In Natural Language Processing (NLP), Tokenization is the process of splitting text into smaller units called tokens — usually words or subwords.
This makes it easier for a machine to understand and process text data.

In this example, I’ll use **TensorFlow’s Keras Tokenizer** to break a few sentences into **tokens** and create a **word index** — a `dictionary` that maps each unique word to a `numerical value`.

### TensorFlow
An end-to-end open source machine learning platform.

### Keras
Keras is a deep learning API designed for human beings, not machines. Keras focuses on debugging speed, code elegance & conciseness, maintainability, and deployability. When you choose Keras, your codebase is smaller, more readable, easier to iterate on.

### Tokenizer
I import the Tokenizer class from Keras.
This class helps to convert text into sequences of numbers that a neural network can understand.

In [1]:
# Importing the Tokenizer
from tensorflow.keras.preprocessing.text import Tokenizer

# Defining the Sentences
sentences = [
    'i love my cat',
    'I, love my dog',
    'You love my dog!'
]

# Initialize the Tokenizer
tokenizer = Tokenizer(num_words=100)
tokenizer.fit_on_texts(sentences)

# Get the word index dictionary
word_index = tokenizer.word_index
print(word_index)

{'love': 1, 'my': 2, 'i': 3, 'dog': 4, 'cat': 5, 'you': 6}


I have three short text samples.
Notice that they include differences in:

* Capitalization (i vs I)

* Punctuation (, and !)

The Tokenizer will handle these automatically by:

* Converting text to lowercase

* Ignoring punctuation



---

### Creating the Tokenizer Object

`tokenizer = Tokenizer(num_words=100)`

This line creates a **Tokenizer** and tells it to keep the **top 100 most frequent words** (based on how often they appear in your dataset).
Since my dataset is small, it will keep all words.


---
### Fitting the Tokenizer on Texts

`tokenizer.fit_on_texts(sentences)`


This step **analyzes** all sentences, finds every **unique word**, and assigns each one a **unique index number.**

For example:

The most frequent word gets index 1

The next most frequent gets 2, and so on.


---

### Viewing the Word Index

`word_index = tokenizer.word_index`

`print(word_index)`


This prints a dictionary showing the mapping from each word to its unique integer ID.


---

### Expected Output:

{'love': 1, 'my': 2, 'dog': 3, 'i': 4, 'cat': 5, 'you': 6}


Break that down:

* 'love' → 1 → most frequent word (appears in all sentences)
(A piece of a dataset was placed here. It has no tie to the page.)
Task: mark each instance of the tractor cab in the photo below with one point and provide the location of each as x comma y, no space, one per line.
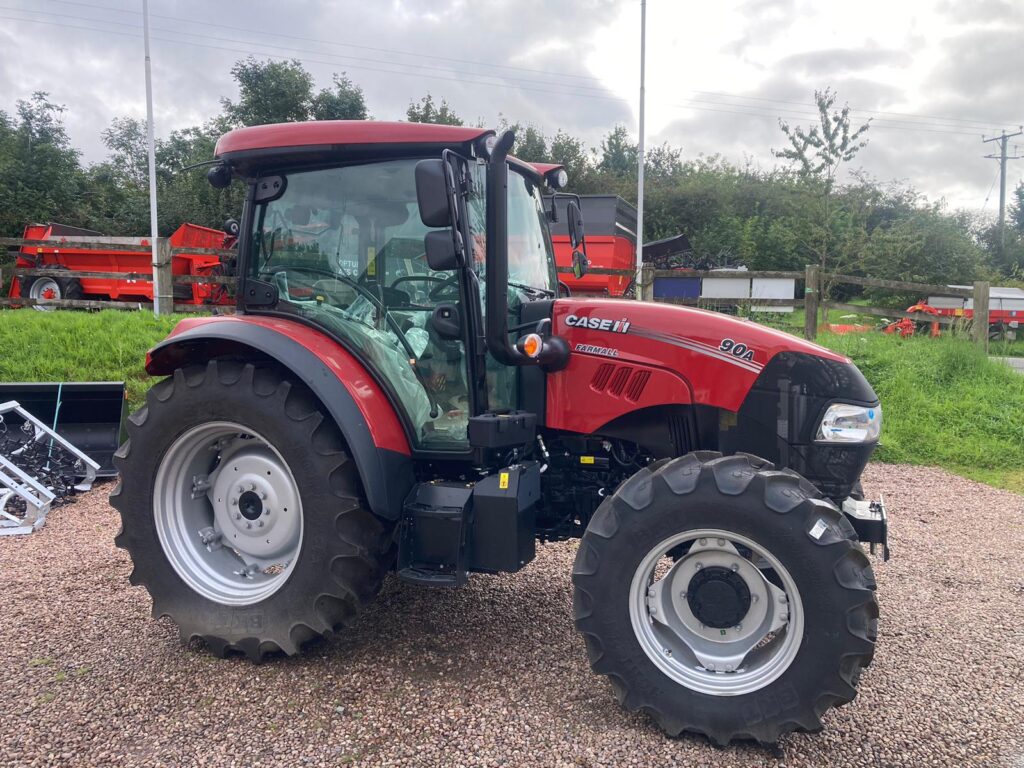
386,251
* 'my' → 2 → appears in every sentence

* 'dog' → 3

* 'i', 'cat', 'you' follow in frequency order


---



### What Happens Behind the Scenes

When `fit_on_texts()` runs, it:

1. Cleans the text: removes punctuation, lowercases everything.

2. Splits sentences into words (tokens).

3. Counts word frequencies.

4. Assigns indices based on how frequent each word is.

This dictionary (word_index) can then be used to:

* Convert text to sequences (for input into a model)

* Understand which words are most common

* Build embeddings or vocabularies for neural networks



---
### ✨ Summary
| Step                   | Purpose                                    |
| ---------------------- | ------------------------------------------ |
| **Tokenizer creation** | Define how many words to keep              |
| **fit_on_texts()**     | Learn all unique words and assign indices  |
| **word_index**         | Get a mapping of each word → integer       |
| **Result**             | Ready-to-use numerical data for NLP models |